First thing you need to do is remove the financial cost of all items in your wardrobe out of equation even if the price tag is staring you right in your face. The money you paid for your clothes is no longer relevant as it was paid in the past, what’s done is done- it’s what economists call a sunk cost. The price you paid in the past has no bearing on the value you are getting from it now or can reasonably expect to get from it in the future and that should be the only deciding factor. You have to be brutally honest and ask yourself, would you buy that piece right now at full price? If the answer is no then just move on. As mentioned above, if the garment you have is by respectable brand, good quality and in good condition (why wouldn’t it be if you only wore it once, or never) why not try and sell it. You will recoup some of the money spent and you can invest it in something that will be of actual value to you


2.       Looking for rational reasons


Sometimes we might feel obligated to keep items because for the life of us, we cannot think of rational reason to get rid of it. Garment might be the right size, right fit, good quality etc etc but we never feel like wearing it. Let’s look at your clothes as employees once again. Sometimes we meet perfectly nice people with all the right skills for the job but we just don’t click. Ok, so this is not a perfect metaphor because you can’t fire people just because you don’t click with them, but the good news is that you can’t hurt a pencil skirt’s feelings and it cannot sue you for unlawful termination either. In this world you are the boss and you are perfectly within your rights to surround yourself only with YES-people. You do not need ‘a good’ reason to get rid of something, the fact that it does not make you happy is good enough. Trust your intuition! If you just don’t feel drawn to it when you open your wardrobe, it’s time to move on.


3.       Self-sabotage                                                                                                                                                   

We tend to self-sabotage when we feel overwhelmed. If wardrobe clear out seems like a mammoth task we might be constantly procrastinating, putting it off and looking for all sorts of reasons not to do it. If this is you my advice is to start small. Just go to your wardrobe and take out everything that is not in-season. Or take out everything that is wrong size. If you are only concentrating one issue (i.e size or season) it is a very easy yes/no decision as there is only one variable. You aren’t trying to evaluate each items overall performance. Once you have that done, put away or donate the items that were weeded out, take a break and congratulate yourself for taking the first step. Chances are that your wardrobe content will shrink significantly straight away allowing you to see better what you are left with. Decluttering is a wonderful, liberating process. Once you clear away a large portion of unnecessary things you will get rid of a lot of emotional baggage that those items carried too. This should inspire you to take another small step and do more. Next time you could concentrate on your jeans only (statistics show that most people store a large number of jeans while only wearing one or two pairs). Small imperfect steps are better than no steps at all.
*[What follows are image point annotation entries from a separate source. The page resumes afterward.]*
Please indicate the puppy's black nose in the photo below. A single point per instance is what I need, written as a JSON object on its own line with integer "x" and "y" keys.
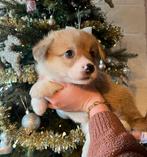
{"x": 89, "y": 68}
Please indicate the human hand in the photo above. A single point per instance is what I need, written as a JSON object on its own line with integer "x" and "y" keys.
{"x": 75, "y": 98}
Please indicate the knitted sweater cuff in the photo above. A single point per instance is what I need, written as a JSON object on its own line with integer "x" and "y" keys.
{"x": 102, "y": 122}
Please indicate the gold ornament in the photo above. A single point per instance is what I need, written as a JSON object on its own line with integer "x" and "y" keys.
{"x": 28, "y": 74}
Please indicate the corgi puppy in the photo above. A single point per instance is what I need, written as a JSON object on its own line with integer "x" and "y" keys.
{"x": 72, "y": 56}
Alternatively, if you do not wish to drag it out over a number of days just set a date for the clearout and write it in your planner or a calendar. Prepare nice snacks, drinks, good music or ask a friend to keep you company. A word of caution, do not pick a friend who talked you into buying half the stuff you don’t wear or you will be left with all the things that don’t serve you. Remember, it's your investment, your business, you are the boss and only your opinion matters.